米国のシェアリングサービス大手のUber(ウーバー)が、日本を舞台に飲食店の「宅配代行」を軌道に乗せたことで一気に火がつき、そこに既存の国内宅配会社も積極的に参入。まさにいま、熾烈なシェア争いが起こっている。その理由のひとつに、秋からの消費税増税後、テイクアウトや出前は税率据え置きの軽減税率の対象になっていることが挙げられる。
ショッピングもスマホで、食事もスマホで……。
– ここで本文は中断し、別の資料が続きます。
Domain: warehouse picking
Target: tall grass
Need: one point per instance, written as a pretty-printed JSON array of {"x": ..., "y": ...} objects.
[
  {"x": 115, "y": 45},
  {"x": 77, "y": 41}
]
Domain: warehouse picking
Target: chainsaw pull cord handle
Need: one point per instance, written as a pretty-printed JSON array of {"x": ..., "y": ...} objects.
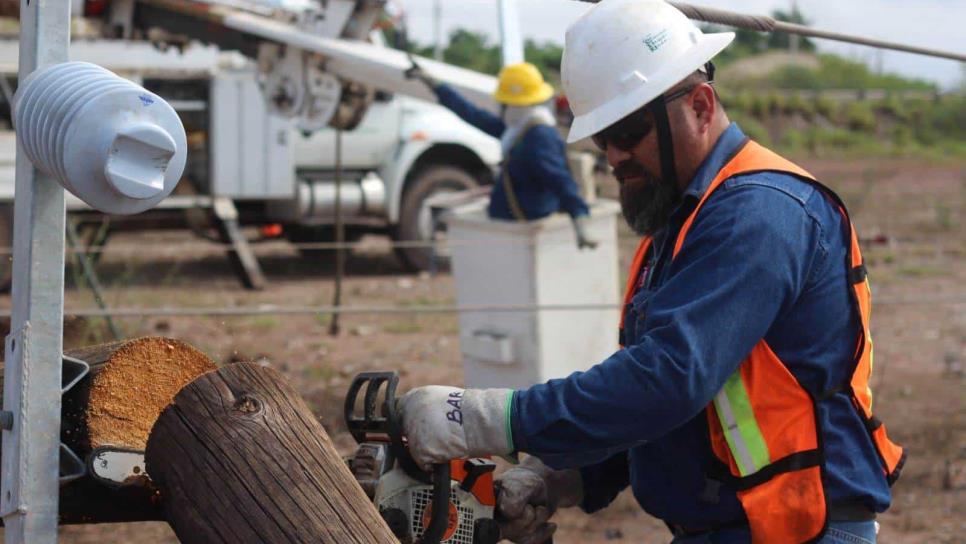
[{"x": 440, "y": 518}]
私たちの生活様式は明らかに大きな変化の過程にあるが、今回は飲食業界で注目が集まっている「宅配代行」の今後の成りゆきについて考えていこう。

消費者と飲食店を結ぶ架け橋「Uber Eats(ウーバーイーツ)」

多くの飲食店にとって、昔でいう「出前」= 外食の宅配サービスは、その店にとっては売上拡大のために、ぜひ導入してみたいサービスのひとつだ。
しかし、現代のような人手不足と人件費高騰の時代に、実際に宅配サービスを事業化するのはなかなか困難といえる。一方、仕事や子育てなどに日々忙しく、食事の準備に時間をかけたくない消費者側からすれば、自宅にいながらにして手っ取り早く好きな食事を注文できて、しかも自宅まで持ってきてもらえるのなら、こんな便利なことはない。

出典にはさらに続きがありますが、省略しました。